On se demande donc si l'interprétation de l'article 23 doit être uniforme partout au Canada ou si l'asymétrie est possible.

Le critère de la langue maternelle reste d'une application toute relative dans le reste du Canada compte tenu des ravages de l'assimilation. Nombreux sont les francophones qui ne comprennent plus le français. Le critère de l'instruction reçue dans la langue de la minorité est aussi inadéquat pour la francophonie hors-Québec dans la mesure où l'école française n'existait simplement pas partout avant 1982.

Conscient de ces lacunes, la Cour suprême, après avoir affirmé que l'article 23 s'oppose au libre choix (arrêt Lalonde en 2005), a mis de l'avant un nouveau critère d'admissibilité en insistant sur la volonté de l'élève de cheminer dans la langue de la minorité (affaire Solski en 2005). Et c'est ainsi que la cour revenait, quoique dans une forme plus limitée et réservée aux plus riches, au libre choix de l'école au Québec en légitimant les écoles passerelles (arrêt Nguyen en 2009).

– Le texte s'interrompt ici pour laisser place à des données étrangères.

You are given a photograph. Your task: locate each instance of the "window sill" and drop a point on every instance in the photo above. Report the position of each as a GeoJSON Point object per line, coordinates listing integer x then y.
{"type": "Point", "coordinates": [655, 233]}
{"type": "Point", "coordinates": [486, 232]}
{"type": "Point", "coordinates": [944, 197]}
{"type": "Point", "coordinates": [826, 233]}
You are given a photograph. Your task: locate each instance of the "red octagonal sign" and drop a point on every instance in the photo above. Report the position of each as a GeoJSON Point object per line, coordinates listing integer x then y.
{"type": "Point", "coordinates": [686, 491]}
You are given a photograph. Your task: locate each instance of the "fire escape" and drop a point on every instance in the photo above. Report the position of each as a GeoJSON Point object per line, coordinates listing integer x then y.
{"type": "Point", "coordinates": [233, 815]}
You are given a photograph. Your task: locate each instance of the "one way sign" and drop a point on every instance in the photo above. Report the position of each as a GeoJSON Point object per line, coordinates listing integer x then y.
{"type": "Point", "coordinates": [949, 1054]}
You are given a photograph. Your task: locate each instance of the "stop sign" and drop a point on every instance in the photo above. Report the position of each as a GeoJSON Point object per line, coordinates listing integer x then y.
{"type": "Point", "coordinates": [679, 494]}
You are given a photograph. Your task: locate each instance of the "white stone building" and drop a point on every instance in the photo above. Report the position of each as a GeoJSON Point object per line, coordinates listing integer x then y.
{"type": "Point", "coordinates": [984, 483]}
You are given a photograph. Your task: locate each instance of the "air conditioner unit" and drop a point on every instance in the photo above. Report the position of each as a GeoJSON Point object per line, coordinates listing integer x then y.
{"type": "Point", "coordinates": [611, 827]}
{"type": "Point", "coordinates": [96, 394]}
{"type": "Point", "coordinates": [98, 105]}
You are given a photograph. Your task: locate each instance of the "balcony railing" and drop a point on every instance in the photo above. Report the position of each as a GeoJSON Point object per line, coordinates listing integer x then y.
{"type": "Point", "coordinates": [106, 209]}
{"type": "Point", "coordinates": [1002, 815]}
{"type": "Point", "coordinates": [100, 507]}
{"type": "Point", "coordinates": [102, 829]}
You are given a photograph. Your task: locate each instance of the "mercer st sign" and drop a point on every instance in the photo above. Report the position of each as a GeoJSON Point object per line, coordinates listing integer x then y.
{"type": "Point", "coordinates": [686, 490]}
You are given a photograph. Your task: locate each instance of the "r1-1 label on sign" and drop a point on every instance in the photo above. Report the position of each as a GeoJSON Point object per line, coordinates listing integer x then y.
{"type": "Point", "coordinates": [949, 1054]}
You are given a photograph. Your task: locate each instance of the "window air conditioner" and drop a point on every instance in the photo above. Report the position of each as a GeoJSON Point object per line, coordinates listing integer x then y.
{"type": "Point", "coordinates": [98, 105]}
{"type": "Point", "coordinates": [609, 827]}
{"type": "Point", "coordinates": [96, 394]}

Appliquée à la francophonie hors-Québec, cette interprétation judiciaire se révèle généreuse et réparatrice. Mais convient-elle au Québec?

C'est donc l'asymétrie qu'aurait dû plaider le Québec plutôt que d'appuyer bêtement le gouvernement du Yukon.

Ce n'est pas la première fois que le Québec s'attire les foudres de la francophonie hors-Québec, plaidant en 1990 dans l'affaire Mahé pour une gestion limitée par la minorité de ses écoles.

Le Québec et la francophonie hors-Québec ont développé l'un vis-à-vis l'autre une insensibilité étonnante dans un contexte minoritaire qui commande pourtant l'unité. Québec craint d'intervenir dans les combats des francophones hors-Québec de peur que les autres gouvernements s'immiscent dans sa politique intérieure, ce qu'ils font de toute façon. Quant à la francophonie canadienne, elle doit se rappeler qu'affaiblir la position du Québec, même si cela sert momentanément ses intérêts, contribuera ultimement à affaiblir la francophonie dans son ensemble.

Plutôt que de dénoncer les actions d'un gouvernement francophobe (et il en reste plusieurs au Canada), la francophonie de divise.